No idea how feasible this is. When it comes to electronics in general I'm pretty much beginner level.

Here's an example that was posted here recently:

https://news.ycombinator.com/item?id=46178789

Lithographically fabricated integrated circuit in a garage. Whatever this is, we need a lot more of it to stand a chance at resisting governments.

> any effort to do this at scale will be quickly shutdown by the government

The whole idea is to make this so easy and ubiquitous that they can't shut it down completely. They can shut down some but not all. I believe this is the only way a law like this can be resisted. Promote civil disobedience by making it easy.

digdugdirk 2 days ago | parent | prev [-]

It's not.
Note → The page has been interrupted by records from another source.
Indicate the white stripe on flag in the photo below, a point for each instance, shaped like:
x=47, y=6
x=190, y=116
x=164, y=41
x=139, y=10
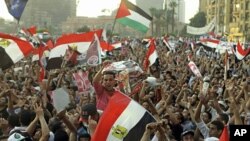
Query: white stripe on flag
x=60, y=50
x=137, y=17
x=14, y=52
x=129, y=118
x=152, y=58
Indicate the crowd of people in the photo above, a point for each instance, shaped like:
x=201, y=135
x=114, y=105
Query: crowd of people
x=181, y=108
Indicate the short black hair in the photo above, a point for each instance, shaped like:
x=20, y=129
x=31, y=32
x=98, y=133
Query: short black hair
x=219, y=125
x=208, y=114
x=25, y=117
x=224, y=117
x=61, y=135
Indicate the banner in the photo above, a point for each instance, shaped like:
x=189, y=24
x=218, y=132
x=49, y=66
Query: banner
x=130, y=65
x=202, y=30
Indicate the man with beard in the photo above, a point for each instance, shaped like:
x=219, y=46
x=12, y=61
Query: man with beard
x=104, y=86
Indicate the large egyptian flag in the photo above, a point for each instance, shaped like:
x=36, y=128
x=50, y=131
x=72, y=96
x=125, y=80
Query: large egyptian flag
x=16, y=7
x=123, y=119
x=209, y=44
x=80, y=42
x=130, y=15
x=12, y=50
And any effort to do this at scale would be quickly shut down by physics and economics, not the government. Modern computing technology is a wildly complex supply chain, with extremely specialized manufacturing equipment and facilities. Billion dollar fabs are worth billions of dollars for a reason, and it's not for the real estate or the views.

Trying to determine the best "diy chip" sounds like a fun project and an admirable goal, but if you actually wanted something useful I'd wager you'd be better off buying esp32's in bulk so you'd have all the spares you might need.

autoexec 2 days ago | parent [-]

Anything that's got wireless/bluetooth integrated is probably backdoored already, but the esp32 certainly has been (https://www.techspot.com/news/107073-researchers-uncover-hid...)

The entire point of of designing your own chip is so that you know there won't be any surprises. Nothing undocumented.

ianmcgowan 2 days ago | parent | prev | next [-]

Sounds like the plot of "Big Brother" by Cory Doctorow

ThrowawayTestr 2 days ago | parent | prev [-]

Don't worry, they'll make it a crime to open devices that don't have the rootkit.

GaryBluto 2 days ago | parent [-]

I meant underground as in the Samizdat, not attempting to operate under the law.